Model Predictive Control (MPC) is widely used for autonomous-vehicle (AV) motion planning, but its real-time applicability is often limited by the need for accurate models and online solution of nonlinear, nonconvex optimization problems in dynamic road environments. Actor-critic reinforcement learning offers a promising alternative for online policy generation, yet its policy-learning process often lacks explicit control-theoretic structure. This article proposes a learning predictive control (LPC) framework with deep Koopman operators for efficient real-time motion planning under nonconvex constraints. To address nonlinear and uncertain vehicle dynamics, a deep-Koopman-based predictor is used to lift the system into an interpretable linear observable space in a data-driven manner. Unlike traditional MPC, which computes open-loop control sequences, the proposed LPC framework yields a closed-loop state-feedback policy within each prediction interval through receding-horizon actor-critic learning. To ensure safety under nonconvex environmental constraints, LPC constructs convex local surrogate representations of obstacles and defines corresponding potential-field functions. These functions and their gradients are directly embedded into the actor-critic structure, enabling efficient, safety-aware policy learning. Extensive simulations and real-world experiments on the HongQi-EHS3 platform demonstrate favorable performance in diverse obstacle-avoidance scenarios in terms of safety, computational efficiency, and driving comfort, compared with benchmark methods such as CBF-MPC and LMPCC.

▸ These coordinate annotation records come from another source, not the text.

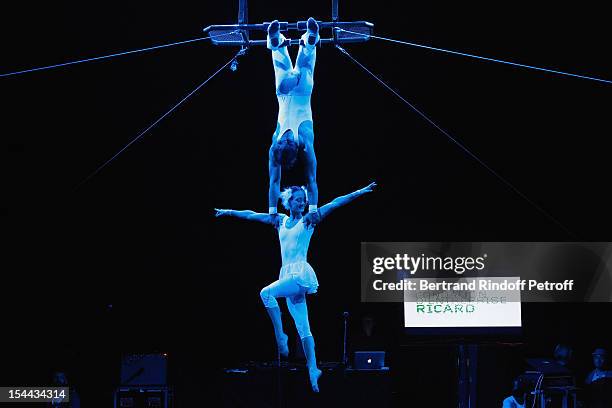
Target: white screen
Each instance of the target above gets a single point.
(462, 314)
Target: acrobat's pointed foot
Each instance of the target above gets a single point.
(283, 347)
(314, 374)
(312, 31)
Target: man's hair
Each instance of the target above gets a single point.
(287, 193)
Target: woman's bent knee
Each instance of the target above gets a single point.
(267, 298)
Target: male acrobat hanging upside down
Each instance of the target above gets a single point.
(297, 278)
(294, 135)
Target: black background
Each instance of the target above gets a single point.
(133, 260)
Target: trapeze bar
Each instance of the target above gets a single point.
(238, 35)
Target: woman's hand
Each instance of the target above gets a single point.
(369, 188)
(222, 213)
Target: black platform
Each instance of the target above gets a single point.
(267, 385)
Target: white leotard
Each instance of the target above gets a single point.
(294, 106)
(294, 241)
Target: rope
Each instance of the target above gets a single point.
(455, 141)
(25, 71)
(134, 140)
(482, 58)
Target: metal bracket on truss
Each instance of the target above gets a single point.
(239, 35)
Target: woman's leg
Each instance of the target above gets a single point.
(299, 311)
(281, 288)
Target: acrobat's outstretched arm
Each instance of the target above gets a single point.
(246, 215)
(345, 199)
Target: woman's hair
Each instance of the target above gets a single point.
(287, 193)
(286, 151)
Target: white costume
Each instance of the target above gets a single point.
(296, 278)
(294, 104)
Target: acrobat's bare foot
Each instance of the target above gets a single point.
(314, 374)
(283, 347)
(274, 33)
(313, 31)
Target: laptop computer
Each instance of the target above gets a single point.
(369, 360)
(548, 366)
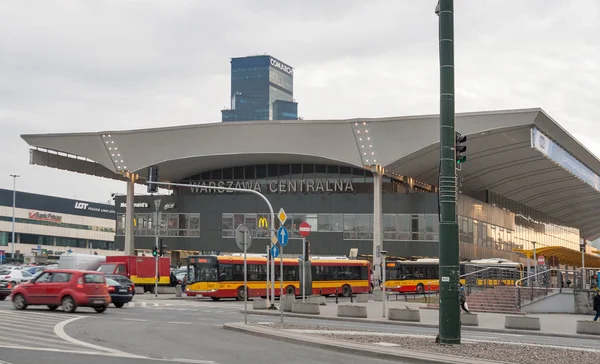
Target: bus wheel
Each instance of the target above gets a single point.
(346, 290)
(241, 294)
(290, 290)
(420, 288)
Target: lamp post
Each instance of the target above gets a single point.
(449, 321)
(12, 248)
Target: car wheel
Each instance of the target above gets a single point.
(19, 302)
(68, 304)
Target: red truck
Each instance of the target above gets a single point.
(140, 270)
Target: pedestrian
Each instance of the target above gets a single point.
(183, 284)
(597, 306)
(463, 299)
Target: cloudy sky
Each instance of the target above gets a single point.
(70, 66)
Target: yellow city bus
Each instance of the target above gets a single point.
(223, 276)
(423, 274)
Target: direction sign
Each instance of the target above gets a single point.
(282, 216)
(304, 229)
(239, 236)
(274, 251)
(283, 236)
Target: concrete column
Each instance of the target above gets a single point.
(129, 247)
(377, 238)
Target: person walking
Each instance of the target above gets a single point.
(463, 299)
(597, 305)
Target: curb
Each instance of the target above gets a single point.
(431, 326)
(406, 356)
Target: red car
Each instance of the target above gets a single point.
(64, 287)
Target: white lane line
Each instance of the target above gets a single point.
(59, 330)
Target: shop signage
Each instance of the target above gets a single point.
(278, 186)
(282, 66)
(136, 205)
(44, 216)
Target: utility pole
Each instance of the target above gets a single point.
(449, 311)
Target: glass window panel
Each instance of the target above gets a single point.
(324, 222)
(337, 222)
(349, 226)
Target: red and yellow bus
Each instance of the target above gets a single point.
(423, 275)
(223, 276)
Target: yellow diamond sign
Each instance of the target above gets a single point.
(282, 216)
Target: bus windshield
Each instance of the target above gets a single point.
(202, 269)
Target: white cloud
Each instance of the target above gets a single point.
(74, 66)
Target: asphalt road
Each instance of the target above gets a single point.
(163, 332)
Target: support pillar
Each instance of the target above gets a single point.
(377, 171)
(129, 247)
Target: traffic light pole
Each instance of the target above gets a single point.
(449, 311)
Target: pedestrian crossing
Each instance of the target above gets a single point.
(31, 328)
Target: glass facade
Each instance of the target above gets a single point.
(535, 226)
(174, 225)
(262, 88)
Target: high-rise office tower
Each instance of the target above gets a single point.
(262, 88)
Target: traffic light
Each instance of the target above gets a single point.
(152, 177)
(162, 249)
(460, 149)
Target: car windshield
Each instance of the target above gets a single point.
(112, 282)
(93, 278)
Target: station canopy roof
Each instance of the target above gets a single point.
(566, 256)
(556, 175)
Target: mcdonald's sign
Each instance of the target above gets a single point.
(262, 222)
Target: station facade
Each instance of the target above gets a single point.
(47, 226)
(526, 183)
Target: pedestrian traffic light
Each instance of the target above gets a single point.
(460, 149)
(152, 177)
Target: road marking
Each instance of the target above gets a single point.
(59, 330)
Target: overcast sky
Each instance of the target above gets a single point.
(69, 66)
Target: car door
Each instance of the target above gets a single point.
(57, 284)
(36, 292)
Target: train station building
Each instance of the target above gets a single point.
(526, 181)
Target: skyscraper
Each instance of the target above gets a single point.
(262, 88)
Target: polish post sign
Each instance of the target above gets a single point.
(304, 229)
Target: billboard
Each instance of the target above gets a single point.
(557, 154)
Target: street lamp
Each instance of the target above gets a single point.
(12, 249)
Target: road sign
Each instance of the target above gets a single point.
(239, 236)
(283, 236)
(282, 216)
(304, 229)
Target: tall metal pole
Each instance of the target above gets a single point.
(449, 312)
(304, 270)
(245, 280)
(12, 247)
(281, 281)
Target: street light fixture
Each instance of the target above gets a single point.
(12, 249)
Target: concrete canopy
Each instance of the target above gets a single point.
(500, 156)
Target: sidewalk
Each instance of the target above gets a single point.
(561, 325)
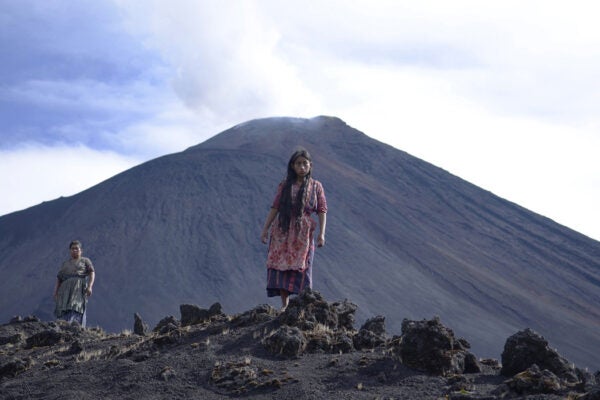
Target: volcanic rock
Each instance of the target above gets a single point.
(430, 346)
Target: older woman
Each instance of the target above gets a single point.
(74, 284)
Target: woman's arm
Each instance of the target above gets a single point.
(270, 217)
(92, 278)
(56, 286)
(322, 225)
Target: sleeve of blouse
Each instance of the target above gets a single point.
(321, 200)
(89, 267)
(275, 203)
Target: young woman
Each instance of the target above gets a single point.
(74, 284)
(291, 248)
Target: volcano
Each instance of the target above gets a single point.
(405, 239)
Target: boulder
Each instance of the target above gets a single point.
(531, 381)
(12, 339)
(166, 325)
(260, 313)
(48, 337)
(139, 327)
(192, 314)
(308, 310)
(428, 345)
(286, 341)
(372, 334)
(525, 348)
(15, 366)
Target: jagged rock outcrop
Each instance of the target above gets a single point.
(309, 351)
(191, 314)
(430, 346)
(531, 381)
(139, 327)
(525, 348)
(372, 334)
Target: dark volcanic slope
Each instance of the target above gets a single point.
(404, 239)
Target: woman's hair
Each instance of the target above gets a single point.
(287, 207)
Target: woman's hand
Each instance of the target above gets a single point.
(321, 240)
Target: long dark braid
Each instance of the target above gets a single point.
(287, 207)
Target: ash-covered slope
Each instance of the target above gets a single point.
(405, 239)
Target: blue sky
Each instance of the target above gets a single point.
(505, 94)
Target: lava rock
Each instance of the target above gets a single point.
(532, 381)
(526, 348)
(139, 327)
(48, 337)
(428, 345)
(260, 313)
(15, 366)
(286, 341)
(166, 325)
(192, 314)
(371, 334)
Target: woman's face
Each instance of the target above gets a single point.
(301, 166)
(75, 251)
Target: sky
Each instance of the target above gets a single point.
(504, 94)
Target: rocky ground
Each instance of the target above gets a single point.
(310, 351)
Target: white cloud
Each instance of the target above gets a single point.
(502, 93)
(32, 174)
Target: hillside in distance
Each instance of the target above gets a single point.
(405, 239)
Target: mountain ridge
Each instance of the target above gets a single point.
(405, 239)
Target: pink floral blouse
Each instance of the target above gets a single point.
(290, 250)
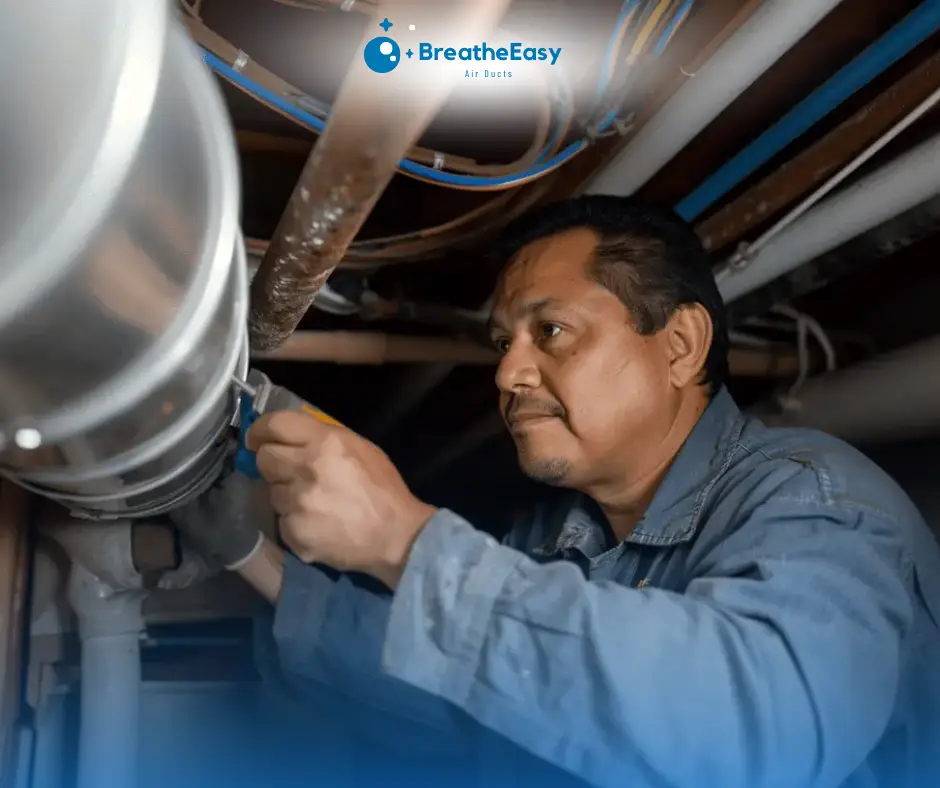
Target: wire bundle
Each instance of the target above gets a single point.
(643, 27)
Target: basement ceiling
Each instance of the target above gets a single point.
(875, 294)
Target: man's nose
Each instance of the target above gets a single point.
(518, 368)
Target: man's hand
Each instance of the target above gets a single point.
(223, 524)
(340, 499)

翻译：模型预测控制（MPC）被广泛应用于自动驾驶车辆（AV）的运动规划，但其在实际场景中的实时应用常受限于对精确模型的需求以及在动态道路环境中非线性、非凸优化问题的在线求解。演员-评论家强化学习为在线策略生成提供了一种有前景的替代方案，但其策略学习过程往往缺乏明确的控制理论结构。本文提出了一种结合深度库普曼算子的学习预测控制（LPC）框架，用于在非凸约束下实现高效的实时运动规划。为处理非线性和不确定的车辆动力学，本文采用基于深度库普曼的预测器，以数据驱动的方式将系统提升至可解释的线性可观测空间。与传统MPC计算开环控制序列不同，所提出的LPC框架通过滚动时域演员-评论家学习，在每个预测区间内生成闭环状态反馈策略。为确保非凸环境约束下的安全性，LPC构建了障碍物的凸局部替代表征，并定义了相应的势场函数。这些函数及其梯度被直接嵌入演员-评论家结构中，从而实现高效且具有安全意识的策略学习。在红旗EHS3平台上进行的广泛仿真和实车实验表明，与CBF-MPC和LMPCC等基准方法相比，所提方法在多种避障场景下的安全性、计算效率和驾驶舒适性方面均表现出优越性能。